Just 24 hours after Senate Republican Leader Mitch McConnell (R-Ky.) warned that raising the minimum wage to $10.10 per hour from $7.25 would deal a “devastating blow to the very people that need help most,” Gap Inc. announced it would raise employees’ minimum pay to $10 per hour by next year.

In striking contrast to the alarms sounded by McConnell, Gap chief executive officer Glenn Murphy emphasized the benefits of this pay raise for the company’s lowest-paid workers. He described it as a “strategic investment to do more for our employees” — one that  will help “attract and retain a skilled, enthusiastic and engaged workforce.”

If there’s a lesson in the recent tug-of-war over the Congressional Budget Office’s report estimating the impact of a federal minimum wage increase, it’s that despite the dire predictions made by opponents of raising the minimum wage, many CEOs have already seen that higher wages are good for business.

For other major retailers have echoed Gap’s rationale.
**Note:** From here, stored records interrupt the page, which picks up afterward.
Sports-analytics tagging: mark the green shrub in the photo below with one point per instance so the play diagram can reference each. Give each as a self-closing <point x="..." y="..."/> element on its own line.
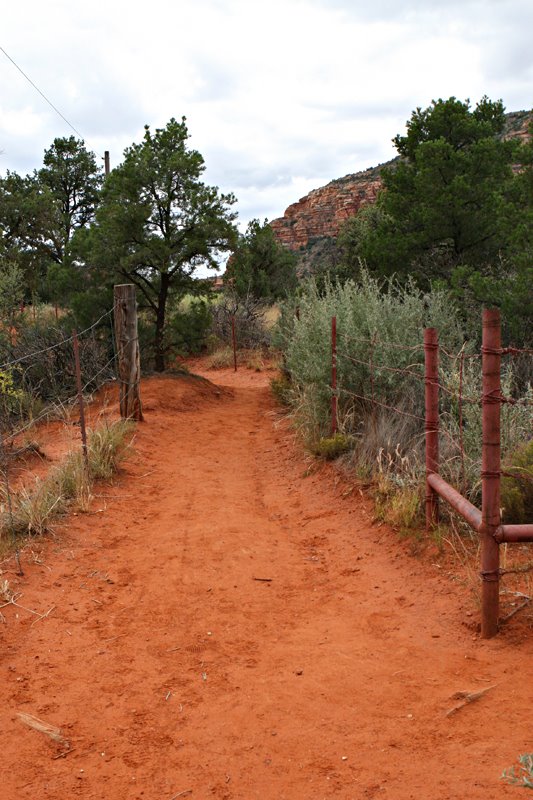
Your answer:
<point x="380" y="378"/>
<point x="517" y="486"/>
<point x="281" y="388"/>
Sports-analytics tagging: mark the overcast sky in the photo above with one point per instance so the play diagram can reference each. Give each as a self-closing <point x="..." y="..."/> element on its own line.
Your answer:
<point x="280" y="96"/>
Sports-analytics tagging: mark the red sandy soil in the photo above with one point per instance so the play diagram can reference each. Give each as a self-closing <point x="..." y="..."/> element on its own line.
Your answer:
<point x="229" y="623"/>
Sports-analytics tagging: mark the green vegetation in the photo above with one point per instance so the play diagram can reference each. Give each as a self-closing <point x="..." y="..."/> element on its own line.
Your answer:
<point x="381" y="391"/>
<point x="157" y="223"/>
<point x="260" y="266"/>
<point x="521" y="775"/>
<point x="454" y="211"/>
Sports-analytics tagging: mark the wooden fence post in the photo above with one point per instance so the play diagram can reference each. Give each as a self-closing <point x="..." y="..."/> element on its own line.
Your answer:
<point x="490" y="472"/>
<point x="431" y="380"/>
<point x="128" y="358"/>
<point x="234" y="341"/>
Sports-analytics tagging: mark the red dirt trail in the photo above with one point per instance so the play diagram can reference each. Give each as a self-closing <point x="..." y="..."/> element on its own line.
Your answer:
<point x="175" y="669"/>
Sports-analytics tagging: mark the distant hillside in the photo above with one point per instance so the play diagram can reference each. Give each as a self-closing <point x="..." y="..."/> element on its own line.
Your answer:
<point x="311" y="225"/>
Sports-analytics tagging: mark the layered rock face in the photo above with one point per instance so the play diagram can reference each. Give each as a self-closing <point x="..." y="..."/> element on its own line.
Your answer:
<point x="321" y="213"/>
<point x="311" y="225"/>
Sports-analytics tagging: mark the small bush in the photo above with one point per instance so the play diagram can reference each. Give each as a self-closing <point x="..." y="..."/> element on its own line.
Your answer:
<point x="250" y="326"/>
<point x="331" y="447"/>
<point x="221" y="358"/>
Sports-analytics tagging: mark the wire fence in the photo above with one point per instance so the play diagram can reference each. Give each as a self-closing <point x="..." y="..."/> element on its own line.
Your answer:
<point x="41" y="384"/>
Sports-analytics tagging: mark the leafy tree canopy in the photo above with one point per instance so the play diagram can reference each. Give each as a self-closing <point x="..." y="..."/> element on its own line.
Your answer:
<point x="41" y="212"/>
<point x="446" y="202"/>
<point x="158" y="222"/>
<point x="260" y="266"/>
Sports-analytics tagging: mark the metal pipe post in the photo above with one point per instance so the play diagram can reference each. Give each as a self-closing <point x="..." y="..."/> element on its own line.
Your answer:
<point x="431" y="380"/>
<point x="333" y="376"/>
<point x="490" y="472"/>
<point x="234" y="340"/>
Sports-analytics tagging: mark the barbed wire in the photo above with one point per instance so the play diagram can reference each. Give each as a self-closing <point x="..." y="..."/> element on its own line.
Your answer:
<point x="56" y="345"/>
<point x="375" y="341"/>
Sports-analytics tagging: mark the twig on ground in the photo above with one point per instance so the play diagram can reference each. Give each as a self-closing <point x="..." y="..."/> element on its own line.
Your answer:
<point x="43" y="727"/>
<point x="466" y="698"/>
<point x="516" y="610"/>
<point x="62" y="755"/>
<point x="42" y="616"/>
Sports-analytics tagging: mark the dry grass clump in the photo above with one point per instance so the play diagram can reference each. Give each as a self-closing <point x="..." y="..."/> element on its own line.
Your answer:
<point x="29" y="510"/>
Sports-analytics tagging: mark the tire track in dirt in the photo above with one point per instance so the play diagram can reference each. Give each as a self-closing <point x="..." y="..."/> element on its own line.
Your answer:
<point x="169" y="667"/>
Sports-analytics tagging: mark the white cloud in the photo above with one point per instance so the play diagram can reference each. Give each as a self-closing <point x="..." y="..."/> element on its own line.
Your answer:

Costco, which supports Obama’s call for raising the minimum wage to $10.10 per hour, starts its entry-level employees at $11.50 per hour. This is significantly more than its closest competitor, Sam’s Club, which is owned by Wal-Mart. Costco also has almost double the sales per employee compared to Sam’s Club.

Similarly, the starting wage for full-time employees at the grocery retailer Trader Joe’s is between $40,000 and $60,000 per year — more than twice what many of its competitors pay. The sales revenue per square foot at Trader Joe’s is three times higher than the average U.S. supermarket.